Malware - Fake Telegram Site Distributes Multi-Stage Loader
Basically, a fake Telegram site tricks users into downloading dangerous software.
A fake Telegram download site is spreading malware disguised as a legitimate installer. Users risk severe system compromises through simple URL typos. Stay vigilant and only download from verified sources.
What Happened
A new threat has emerged from a typosquatted website designed to look like the official Telegram download page. The site, hosted at telegrgam[.]com, masquerades as a legitimate portal, prompting users to download a Windows installer named tsetup-x64.6.exe. This installer is not what it seems; it is a malicious file that initiates a multi-stage loading process, allowing attackers to execute harmful code without detection.
The malware operates by modifying system settings and running commands in the background. It avoids traditional detection methods by executing its final payload directly in the system's memory, never writing it to disk. This stealthy approach makes it particularly dangerous, as many antivirus programs rely on scanning files stored on the disk to identify threats.
Who's Being Targeted
This campaign primarily targets everyday users who may not pay close attention to the URLs they visit. The attackers exploit the popularity of Telegram, a widely used messaging app, to lure victims into downloading the fake installer. By creating similar domain names, such as www.telefgram[.]com and www.tejlegram[.]com, they increase their chances of catching unsuspecting users who mistype the URL.
The risk is significant; a single mistake can lead to a full system compromise. Users searching for a popular app can easily fall victim to this visual deception, which is a reminder of how cybercriminals exploit human error rather than relying solely on technical vulnerabilities.
Signs of Infection
Once the malicious installer is executed, it begins by checking for existing infections and disabling real-time protection in Windows Defender. This is done through an obfuscated PowerShell command that excludes all drive partitions from scanning. The installer then drops several files into a location designed to mimic legitimate software folders, further obscuring its presence.
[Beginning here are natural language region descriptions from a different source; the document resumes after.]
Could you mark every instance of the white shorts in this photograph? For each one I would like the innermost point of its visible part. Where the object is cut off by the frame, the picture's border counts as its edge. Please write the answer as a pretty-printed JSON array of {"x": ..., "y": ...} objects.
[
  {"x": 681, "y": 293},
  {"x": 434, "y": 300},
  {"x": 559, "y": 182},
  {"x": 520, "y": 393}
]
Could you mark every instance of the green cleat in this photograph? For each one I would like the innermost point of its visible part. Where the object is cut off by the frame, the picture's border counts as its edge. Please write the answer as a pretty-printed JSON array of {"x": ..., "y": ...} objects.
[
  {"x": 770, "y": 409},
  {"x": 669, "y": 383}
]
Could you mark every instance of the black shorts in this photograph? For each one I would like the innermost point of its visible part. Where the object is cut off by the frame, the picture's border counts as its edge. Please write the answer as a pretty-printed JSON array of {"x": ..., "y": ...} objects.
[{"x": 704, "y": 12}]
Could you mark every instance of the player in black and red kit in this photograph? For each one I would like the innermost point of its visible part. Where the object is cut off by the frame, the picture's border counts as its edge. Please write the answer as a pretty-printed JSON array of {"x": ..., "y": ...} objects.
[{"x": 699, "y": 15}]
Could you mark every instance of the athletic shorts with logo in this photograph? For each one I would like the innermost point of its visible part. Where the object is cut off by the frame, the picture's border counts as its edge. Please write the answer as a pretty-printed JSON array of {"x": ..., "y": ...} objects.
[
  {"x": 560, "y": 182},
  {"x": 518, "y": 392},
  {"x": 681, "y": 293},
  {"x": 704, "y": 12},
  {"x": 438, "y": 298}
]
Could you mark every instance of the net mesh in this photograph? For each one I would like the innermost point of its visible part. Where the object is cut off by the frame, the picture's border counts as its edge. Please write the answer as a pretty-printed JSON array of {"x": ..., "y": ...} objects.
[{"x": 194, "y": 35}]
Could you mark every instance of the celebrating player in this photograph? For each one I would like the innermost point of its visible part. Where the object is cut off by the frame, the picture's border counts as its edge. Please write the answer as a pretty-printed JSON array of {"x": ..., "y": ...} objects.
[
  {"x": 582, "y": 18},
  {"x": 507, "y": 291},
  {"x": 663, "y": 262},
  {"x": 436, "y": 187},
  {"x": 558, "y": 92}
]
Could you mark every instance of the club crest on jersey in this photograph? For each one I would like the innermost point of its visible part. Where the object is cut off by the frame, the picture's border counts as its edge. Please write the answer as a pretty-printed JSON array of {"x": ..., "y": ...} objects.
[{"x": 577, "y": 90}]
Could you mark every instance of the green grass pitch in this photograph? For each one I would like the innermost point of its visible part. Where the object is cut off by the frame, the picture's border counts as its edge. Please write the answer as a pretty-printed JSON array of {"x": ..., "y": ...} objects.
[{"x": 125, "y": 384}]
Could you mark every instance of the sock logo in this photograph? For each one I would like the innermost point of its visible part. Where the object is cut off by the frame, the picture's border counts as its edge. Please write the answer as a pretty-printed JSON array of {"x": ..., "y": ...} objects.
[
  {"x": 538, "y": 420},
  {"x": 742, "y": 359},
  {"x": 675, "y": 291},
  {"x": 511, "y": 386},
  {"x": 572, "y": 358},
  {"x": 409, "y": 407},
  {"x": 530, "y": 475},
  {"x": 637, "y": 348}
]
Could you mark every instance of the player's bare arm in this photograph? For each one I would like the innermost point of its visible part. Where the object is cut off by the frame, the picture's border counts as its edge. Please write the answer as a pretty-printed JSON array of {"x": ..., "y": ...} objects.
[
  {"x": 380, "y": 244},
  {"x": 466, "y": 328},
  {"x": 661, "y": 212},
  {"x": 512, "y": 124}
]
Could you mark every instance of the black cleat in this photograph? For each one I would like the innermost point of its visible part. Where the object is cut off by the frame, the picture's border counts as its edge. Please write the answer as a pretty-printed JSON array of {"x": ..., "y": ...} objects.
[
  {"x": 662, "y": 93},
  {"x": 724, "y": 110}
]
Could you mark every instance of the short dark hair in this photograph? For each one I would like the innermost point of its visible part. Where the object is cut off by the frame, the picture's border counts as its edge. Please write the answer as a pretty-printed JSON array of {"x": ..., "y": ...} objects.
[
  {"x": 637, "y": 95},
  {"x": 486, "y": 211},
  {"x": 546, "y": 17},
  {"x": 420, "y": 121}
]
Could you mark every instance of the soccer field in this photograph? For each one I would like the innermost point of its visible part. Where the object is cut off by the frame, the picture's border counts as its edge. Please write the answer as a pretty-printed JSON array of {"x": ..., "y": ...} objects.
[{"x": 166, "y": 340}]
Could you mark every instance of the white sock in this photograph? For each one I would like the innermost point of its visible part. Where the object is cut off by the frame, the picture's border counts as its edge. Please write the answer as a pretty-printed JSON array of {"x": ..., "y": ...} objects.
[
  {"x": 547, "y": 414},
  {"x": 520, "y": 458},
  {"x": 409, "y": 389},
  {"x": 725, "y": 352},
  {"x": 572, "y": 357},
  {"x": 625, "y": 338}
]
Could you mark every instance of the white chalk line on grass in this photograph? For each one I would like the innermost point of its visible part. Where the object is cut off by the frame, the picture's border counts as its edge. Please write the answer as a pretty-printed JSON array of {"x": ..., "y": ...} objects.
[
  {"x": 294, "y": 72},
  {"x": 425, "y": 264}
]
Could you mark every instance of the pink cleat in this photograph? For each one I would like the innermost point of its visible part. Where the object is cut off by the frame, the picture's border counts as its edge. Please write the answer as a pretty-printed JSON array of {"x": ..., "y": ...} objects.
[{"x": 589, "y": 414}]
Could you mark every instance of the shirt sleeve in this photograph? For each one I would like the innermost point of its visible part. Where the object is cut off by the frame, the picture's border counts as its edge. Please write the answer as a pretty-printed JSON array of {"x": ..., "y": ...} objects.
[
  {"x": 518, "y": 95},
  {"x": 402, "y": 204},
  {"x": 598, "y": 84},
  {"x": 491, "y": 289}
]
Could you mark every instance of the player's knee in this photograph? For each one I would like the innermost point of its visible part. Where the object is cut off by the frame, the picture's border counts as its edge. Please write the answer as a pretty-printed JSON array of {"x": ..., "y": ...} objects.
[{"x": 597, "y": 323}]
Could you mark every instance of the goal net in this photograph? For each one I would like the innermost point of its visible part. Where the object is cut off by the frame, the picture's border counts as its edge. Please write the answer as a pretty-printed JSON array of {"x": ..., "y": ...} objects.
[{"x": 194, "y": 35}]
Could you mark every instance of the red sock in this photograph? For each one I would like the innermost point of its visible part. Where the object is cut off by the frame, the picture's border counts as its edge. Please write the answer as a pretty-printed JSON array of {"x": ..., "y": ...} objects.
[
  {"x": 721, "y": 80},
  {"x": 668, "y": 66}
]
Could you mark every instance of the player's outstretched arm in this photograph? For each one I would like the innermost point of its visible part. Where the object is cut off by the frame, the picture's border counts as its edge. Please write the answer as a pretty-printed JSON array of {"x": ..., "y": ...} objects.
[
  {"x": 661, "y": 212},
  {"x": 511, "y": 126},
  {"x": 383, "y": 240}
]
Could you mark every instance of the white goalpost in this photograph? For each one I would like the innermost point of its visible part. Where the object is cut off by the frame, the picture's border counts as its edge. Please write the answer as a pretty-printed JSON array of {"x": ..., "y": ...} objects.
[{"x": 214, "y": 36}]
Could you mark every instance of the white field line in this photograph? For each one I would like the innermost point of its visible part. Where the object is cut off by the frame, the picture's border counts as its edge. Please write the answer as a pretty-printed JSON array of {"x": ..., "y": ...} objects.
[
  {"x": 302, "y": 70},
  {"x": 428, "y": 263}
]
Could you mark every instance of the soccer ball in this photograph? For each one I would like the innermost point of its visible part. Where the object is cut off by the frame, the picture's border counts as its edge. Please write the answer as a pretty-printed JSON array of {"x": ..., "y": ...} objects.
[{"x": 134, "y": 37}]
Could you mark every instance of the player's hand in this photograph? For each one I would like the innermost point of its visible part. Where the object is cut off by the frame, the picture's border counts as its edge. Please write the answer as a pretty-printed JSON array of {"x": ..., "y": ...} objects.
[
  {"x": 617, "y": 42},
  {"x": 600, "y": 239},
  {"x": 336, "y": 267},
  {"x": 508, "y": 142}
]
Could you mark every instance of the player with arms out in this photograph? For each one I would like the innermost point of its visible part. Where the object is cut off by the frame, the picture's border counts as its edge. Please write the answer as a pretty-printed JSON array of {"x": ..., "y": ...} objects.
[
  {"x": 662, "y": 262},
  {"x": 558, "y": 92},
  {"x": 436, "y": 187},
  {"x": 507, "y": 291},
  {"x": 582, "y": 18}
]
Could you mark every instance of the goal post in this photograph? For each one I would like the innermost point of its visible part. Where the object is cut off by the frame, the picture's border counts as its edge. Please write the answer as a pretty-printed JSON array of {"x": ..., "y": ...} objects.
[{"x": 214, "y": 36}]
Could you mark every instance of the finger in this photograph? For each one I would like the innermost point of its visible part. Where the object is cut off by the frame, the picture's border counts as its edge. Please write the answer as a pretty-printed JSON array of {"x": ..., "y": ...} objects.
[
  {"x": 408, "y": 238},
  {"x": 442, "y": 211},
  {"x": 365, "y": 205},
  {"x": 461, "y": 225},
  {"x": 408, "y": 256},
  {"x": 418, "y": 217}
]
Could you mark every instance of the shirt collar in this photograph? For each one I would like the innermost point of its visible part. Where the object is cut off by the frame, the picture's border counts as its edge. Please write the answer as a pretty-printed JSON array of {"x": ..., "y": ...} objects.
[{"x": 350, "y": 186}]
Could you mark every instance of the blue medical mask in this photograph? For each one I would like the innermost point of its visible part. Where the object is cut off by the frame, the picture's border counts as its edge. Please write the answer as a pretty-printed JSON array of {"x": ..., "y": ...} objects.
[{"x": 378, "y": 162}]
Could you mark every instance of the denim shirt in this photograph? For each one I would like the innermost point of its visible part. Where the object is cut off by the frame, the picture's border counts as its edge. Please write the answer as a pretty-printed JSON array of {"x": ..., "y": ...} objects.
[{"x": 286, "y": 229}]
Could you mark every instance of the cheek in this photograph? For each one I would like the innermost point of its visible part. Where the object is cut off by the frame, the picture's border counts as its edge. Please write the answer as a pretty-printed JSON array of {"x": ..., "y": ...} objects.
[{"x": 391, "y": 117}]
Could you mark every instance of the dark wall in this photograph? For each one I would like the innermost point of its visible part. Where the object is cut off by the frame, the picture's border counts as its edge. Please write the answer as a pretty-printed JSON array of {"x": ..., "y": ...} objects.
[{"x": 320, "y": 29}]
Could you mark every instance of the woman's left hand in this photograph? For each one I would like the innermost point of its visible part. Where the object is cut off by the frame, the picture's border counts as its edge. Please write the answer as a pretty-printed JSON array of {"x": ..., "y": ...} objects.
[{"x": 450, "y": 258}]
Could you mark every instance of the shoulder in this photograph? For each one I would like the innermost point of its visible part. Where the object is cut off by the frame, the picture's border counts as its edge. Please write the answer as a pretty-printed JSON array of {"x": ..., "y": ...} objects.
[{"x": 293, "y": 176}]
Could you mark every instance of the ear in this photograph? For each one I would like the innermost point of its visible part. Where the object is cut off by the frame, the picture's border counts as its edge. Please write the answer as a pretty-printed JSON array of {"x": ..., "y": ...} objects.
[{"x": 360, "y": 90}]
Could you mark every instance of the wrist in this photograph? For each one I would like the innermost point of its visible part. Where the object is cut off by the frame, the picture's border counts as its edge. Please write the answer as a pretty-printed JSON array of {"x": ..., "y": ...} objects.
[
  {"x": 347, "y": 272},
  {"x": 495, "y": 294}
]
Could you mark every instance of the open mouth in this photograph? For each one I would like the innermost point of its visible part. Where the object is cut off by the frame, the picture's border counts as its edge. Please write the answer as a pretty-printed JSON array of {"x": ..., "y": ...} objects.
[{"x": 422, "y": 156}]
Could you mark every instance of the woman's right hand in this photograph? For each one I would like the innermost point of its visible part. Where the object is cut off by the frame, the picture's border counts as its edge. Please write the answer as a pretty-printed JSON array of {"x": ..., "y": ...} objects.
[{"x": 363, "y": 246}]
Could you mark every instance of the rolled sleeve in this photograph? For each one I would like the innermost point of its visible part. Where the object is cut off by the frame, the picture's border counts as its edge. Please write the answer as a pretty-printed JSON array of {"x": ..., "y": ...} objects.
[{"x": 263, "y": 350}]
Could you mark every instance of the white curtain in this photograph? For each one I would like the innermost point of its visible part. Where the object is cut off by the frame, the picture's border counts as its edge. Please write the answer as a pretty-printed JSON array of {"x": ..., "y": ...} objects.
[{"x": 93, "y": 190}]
The core of the attack lies in how the malware executes its payload. It uses a technique called reflective loading, where the malicious code is reconstructed in memory and executed without ever being saved to disk. This makes it extremely difficult for traditional security tools to detect the threat, allowing it to operate undetected while maintaining a connection to a command-and-control server.
How to Protect Yourself
To defend against such threats, users should only download software from official and verified sources. Always double-check the URL before downloading any files. Keeping endpoint security tools updated and monitoring network traffic for unusual outbound connections are also effective strategies to detect and mitigate these types of threats.
In addition, users should be cautious about any unexpected prompts or changes in their system after installing software. By staying vigilant and informed, individuals can better protect themselves from these sophisticated malware attacks.